「だまされた方が悪いのか」警察対応に詐欺被害女性憤慨 民事と扱い相談軽視 鹿児島県公安委員会が指導「不正確な記録、組織的検討も不十分」

県警に対し「誠実に対応してほしかった」と訴える女性=2日、鹿児島県内

 鹿児島県内の50代知人女性から現金200万円をだまし取ったとして、無職の被告の男(56)=住所不定=が詐欺容疑で逮捕、起訴された事件を巡り、鹿児島南署は女性からの相談を「直ちに詐欺と判断できない」と処理し、県公安委員会から「署の対応は適切さに欠ける。相談者の心情に配慮した誠実な対応を」などと指導されていたことが2日、分かった。女性は「警察にはもっと早く動いてほしかった。家族が同様の被害に遭っても同じ対応をするのか」と話している。

 女性によると、2022年に同署に計3回相談したものの「男女間の貸し借りだ」「事件にならない」とされた。女性が情報開示請求で入手した文書には「民事上の問題の可能性がある」などと記されている。

 女性が23年8月、県公安委員会に苦情を申し出たところ、今年3月7日付で「具体的な被害相談をしたにもかかわらず、一般的な相談対応にとどめ、申し出の内容を記録化する際に正確性を欠き、組織的な検討が不十分なままの対応だった」との通知を受けた。
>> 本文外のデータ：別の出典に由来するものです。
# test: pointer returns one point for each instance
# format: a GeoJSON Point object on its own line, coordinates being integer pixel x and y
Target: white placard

女性は「虚偽公文書作成罪で県警側を15日に告訴した」と話している。

 起訴状などによると、被告の男は2019年12月ごろ、銀行員になりすまして「ノルマが不足している」などと女性をだましたとされる。事件は改めて相談した姶良署が捜査し、今年3月11日に詐欺の疑いで逮捕。鹿児島地検が4月1日に起訴した。女性は「警察には不信感しかない。だまされる方が悪いと言われている気持ち」と憤った。

 県公安委員会と県警本部はそれぞれ「個別案件について答えることはできない」とコメントした。